Thursday, March 09, 2017

Certain Details: The Poetry of Nelson Ball, ed. Stuart Ross




TRACKS

Words
on this white paper

bird
tracks

on

hard
snow

It really is wonderful to see the publication of Certain Details: The Poetry of Nelson Ball, selected with an introduction by Stuart Ross (Wilfrid Laurier University Press, 2017), a collection showcasing some fifty years of poetry production by Paris, Ontario poet, editor and bookseller Nelson Ball. Ross certainly has been busy lately, with a selected poems he’s edited by Ottawa poet Michael Dennis out any day now through Anvil Press, and moving his long-running imprint from The Mansfield Press over to Anvil, with the first titles from such appearing over the next year. For those familiar with Ball’s work—produced over the years through numerous small press books, chapbooks, pamphlets and leaflets—his precision and timing is unmistakable, composing sublime poems that are infamous for their capacity to hold both volume and breath in such small spaces.

SOME MORNINGS

Some mornings
as I awaken

I compose a poem
in my head

usually gone
when I get to my desk

this morning
I caught one

However quiet and unassuming both he and his work might appear (Nelson is notoriously both deeply humble and generous), Ball’s work has gone on to influence multiple generations of Canadian poets, including jwcurry, Gary Barwin and Ross himself as well as Mark Truscott, Kemeny Babineau, Michael e. Casteels and Cameron Anstee, among so many others. One might suggest that such a selected volume is long overdue. As Ross’ introduction writes:

We examine every line break and every stanza break—guessing why he did what he did—and in the end we agree that the poem couldn’t be broken up in any other way and still accomplish what it accomplishes. We note that Nelson loads maximum power into each word—not only through his choice of words but through his placement of each word. And through the breaks, he precisely controls the velocity of the reader’s experience of the poem. He offers up poems that invite meditation, invite rereading. Just as with the most minute details in nature, or with the spinning wheel of a car, or a single woolen glove lying on a dirt trail, the more you look, the more you see.
            It is this unrelenting attention to detail, this devoted precision, this respect for every individual word—every syllable, even—every space, every punctuation mark, and every line space and stanza break, that makes Nelson Ball one of Canada’s most remarkable poets.
            Nelson is what might be called a poet’s poet: he is widely revered by many Canadian and international poets. But Nelson is also a people’s poet: his work is instantly accessible, plainspoken, direct. Whenever I introduce his poetry to a group of students or an individual, Nelson earns new fans. Regardless of the type of poetry the student is writing, or wishes to write, there is admiration for and interest in Nelson’s poetry. I sometimes refer to him as Canadian poetry’s secret weapon. Anyone—even those with no prior experience with poetry—can read a Nelson Ball poem and find pleasure in it. That may be true of any poem, but people often say they “feel stupid” or “it went over my head” when they don’t “understand” poetry. It’s a rare Nelson Ball poem that can make anyone feel stupid. In this way, Nelson’s work has a universal appeal among those who can read and understand English. He is not just an academic; you don’t need a background in theory or any special training to enjoy his work.

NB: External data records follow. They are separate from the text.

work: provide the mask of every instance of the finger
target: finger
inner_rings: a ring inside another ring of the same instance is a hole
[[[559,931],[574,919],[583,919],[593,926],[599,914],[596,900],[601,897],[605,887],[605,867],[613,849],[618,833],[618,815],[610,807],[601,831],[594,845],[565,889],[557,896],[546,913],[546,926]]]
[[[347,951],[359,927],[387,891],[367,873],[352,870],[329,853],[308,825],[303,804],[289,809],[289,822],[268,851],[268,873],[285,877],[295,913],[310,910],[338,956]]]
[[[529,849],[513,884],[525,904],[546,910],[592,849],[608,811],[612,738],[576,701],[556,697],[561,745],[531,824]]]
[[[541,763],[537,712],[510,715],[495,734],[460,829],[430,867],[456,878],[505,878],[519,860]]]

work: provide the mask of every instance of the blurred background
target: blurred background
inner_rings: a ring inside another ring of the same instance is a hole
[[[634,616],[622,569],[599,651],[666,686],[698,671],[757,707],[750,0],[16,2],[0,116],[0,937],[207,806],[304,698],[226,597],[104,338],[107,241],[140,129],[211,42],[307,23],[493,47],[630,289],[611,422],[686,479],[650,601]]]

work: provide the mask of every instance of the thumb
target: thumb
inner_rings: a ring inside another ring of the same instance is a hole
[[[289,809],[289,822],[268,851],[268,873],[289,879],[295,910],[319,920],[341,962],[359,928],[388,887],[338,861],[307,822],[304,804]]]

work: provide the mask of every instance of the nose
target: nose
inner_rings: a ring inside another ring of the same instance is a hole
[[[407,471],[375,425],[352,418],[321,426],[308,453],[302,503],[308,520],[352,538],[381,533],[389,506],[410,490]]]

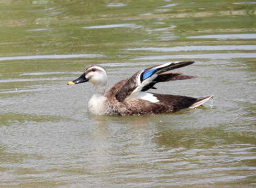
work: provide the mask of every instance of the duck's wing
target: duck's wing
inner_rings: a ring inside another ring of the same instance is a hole
[[[115,96],[119,102],[128,101],[140,95],[140,98],[146,97],[151,101],[157,102],[151,95],[141,93],[150,88],[158,82],[172,80],[192,78],[191,76],[181,75],[182,73],[167,72],[169,70],[189,65],[194,62],[167,63],[145,69],[136,73],[130,78],[121,80],[113,85],[106,93],[108,97]],[[176,77],[176,78],[175,78]],[[142,95],[142,96],[141,96]],[[152,98],[152,99],[151,99]]]
[[[214,97],[213,95],[210,95],[195,98],[173,95],[151,94],[159,100],[159,103],[172,108],[172,111],[199,107]]]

The volume concludes with a short essay by Ball, which editor Ross suggests is Ball’s first published prose on his work, in which he describes some of how he writes, and how he got to where he is now.

I liked haiku as simple nature poems. But I didn’t want to restrict the forms of my poems, so I didn’t try to write haiku. In truth, I had difficulty identifying and counting syllables. I had a strong desire to write poems of pure description, letting the image reveal itself without any direct statement of idea or emotion. I found it difficult to make this kind of spare expression work. My observations of both the world and of words and language were too generalized, not particular enough. I was looking for some kind of magic rather than looking at the particularities of words and the world.

One can never fully stress the care that goes into the composition of Nelson Ball’s poems, but one shouldn’t overstate such, either. The poems are remarkable, and deserve multiple, slow readings. It is a grand thing to see such a collection, especially one put together by an editor as attentive as Stuart Ross.